The Trump administration also reversed course on the illegitimacy of Israeli settlements on land claimed by the Palestinians. It did restore about $1m in aid during the pandemic last year.
Soon after US President Joe Biden was inaugurated on January 20, his administration announced that it was restoring relations with the Palestinians and renewing aid to Palestinian refugees, a reversal of Trump’s cutoff and a key element of its new support for a two-state solution.
Thomas-Greenfield said the $15m in aid is “consistent with our interests and our values, and it aligns with our efforts to stamp our the pandemic and food insecurity worldwide”.
Tor Wennesland, the UN Middle East envoy, told the Security Council that “COVID-19 continues to have a devastating effect on Palestinians”.
“In addition to the brutal impact on public health, the recurrent lockdowns, school closures, and reduction of commercial activity have severely undermined living conditions,” he said.
Vaccination efforts
Last Sunday, the Palestinian health ministry began administering the first of 61,400 doses of coronavirus vaccines it received from the UN World Health Organization’s COVAX initiative to provide vaccines to developing countries.
It was a boost to the occupied West Bank where the Palestinian Authority had only secured 10,000 doses of Russia’s Sputnik V vaccine and 2,000 shots from Israel for the roughly three million Palestinians living in the occupied West Bank.
The Gaza Strip, which has been under an Israeli-Egyptian blockade since Hamas took control of the area in 2007, had received more than 80,000 vaccines, mostly Russian, from the United Arab Emirates.
UN officials and human rights groups have said Israel is an occupying power with a responsibility for vaccinating the Palestinian population. Israel says that under interim peace accords, it has no such responsibility. After pressure from its own health officials, Israel inoculated more than 100,000 Palestinian labourers in the occupied West Bank who have permits to work inside Israel and the settlements.
Wennesland said the UN and its partners will continue to support Palestinian vaccination efforts, expressed appreciation for Israel’s essential role in deliveries, and urged support for the Palestinian COVID-19 response.
Stalled negotiations
The US announcement on Thursday followed a virtual meeting on Tuesday of the so-called Quartet of Middle East mediators – the US, UN, Russia and the European Union – to discuss relaunching their long-stalled effort to get Israel and the Palestinians to negotiate a two-state solution to their decades-old conflict.
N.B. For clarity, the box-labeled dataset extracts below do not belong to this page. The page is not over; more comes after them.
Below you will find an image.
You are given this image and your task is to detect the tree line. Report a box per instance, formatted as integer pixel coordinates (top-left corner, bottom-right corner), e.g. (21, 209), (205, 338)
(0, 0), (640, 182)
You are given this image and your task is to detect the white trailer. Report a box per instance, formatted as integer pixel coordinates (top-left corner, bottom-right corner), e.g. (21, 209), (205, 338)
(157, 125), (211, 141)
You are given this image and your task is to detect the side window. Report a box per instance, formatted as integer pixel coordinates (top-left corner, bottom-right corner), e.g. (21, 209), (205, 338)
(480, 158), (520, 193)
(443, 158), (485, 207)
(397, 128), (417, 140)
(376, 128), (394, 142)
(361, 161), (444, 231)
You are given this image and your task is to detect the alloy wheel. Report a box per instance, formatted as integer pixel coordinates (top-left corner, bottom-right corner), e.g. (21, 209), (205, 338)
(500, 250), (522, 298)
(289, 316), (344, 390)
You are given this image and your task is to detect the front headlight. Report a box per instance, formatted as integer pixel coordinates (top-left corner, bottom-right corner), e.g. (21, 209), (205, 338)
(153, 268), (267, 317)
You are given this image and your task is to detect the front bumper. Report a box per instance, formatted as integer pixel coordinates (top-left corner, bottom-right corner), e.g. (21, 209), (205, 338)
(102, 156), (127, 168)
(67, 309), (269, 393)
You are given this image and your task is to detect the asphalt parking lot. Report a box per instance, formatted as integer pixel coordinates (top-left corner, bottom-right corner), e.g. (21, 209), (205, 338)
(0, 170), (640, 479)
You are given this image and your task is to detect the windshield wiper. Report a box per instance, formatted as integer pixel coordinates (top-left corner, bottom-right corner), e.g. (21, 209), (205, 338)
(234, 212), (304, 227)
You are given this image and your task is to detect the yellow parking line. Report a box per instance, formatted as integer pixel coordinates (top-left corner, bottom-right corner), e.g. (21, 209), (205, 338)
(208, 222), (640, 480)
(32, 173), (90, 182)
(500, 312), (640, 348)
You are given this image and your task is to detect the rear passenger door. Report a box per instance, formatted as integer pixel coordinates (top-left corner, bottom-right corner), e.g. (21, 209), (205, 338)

A brief statement from the four mediators, known as the Quartet, said envoys discussed returning “to meaningful negotiations that will lead to a two-state solution, including tangible steps to advance freedom, security and prosperity for Palestinians and Israelis, which is important in its own right”.
There have been no substantive peace talks between Israel and the Palestinians since 2014, and the two sides are fiercely divided over the core issues of the conflict.
Thomas-Greenfield made no mention of a Quartet meeting but reiterated Biden’s support for a two-state solution and said “the United States looks forward to continuing its work with Israel, the Palestinians and the international community to achieve a long-sought peace in the Middle East”.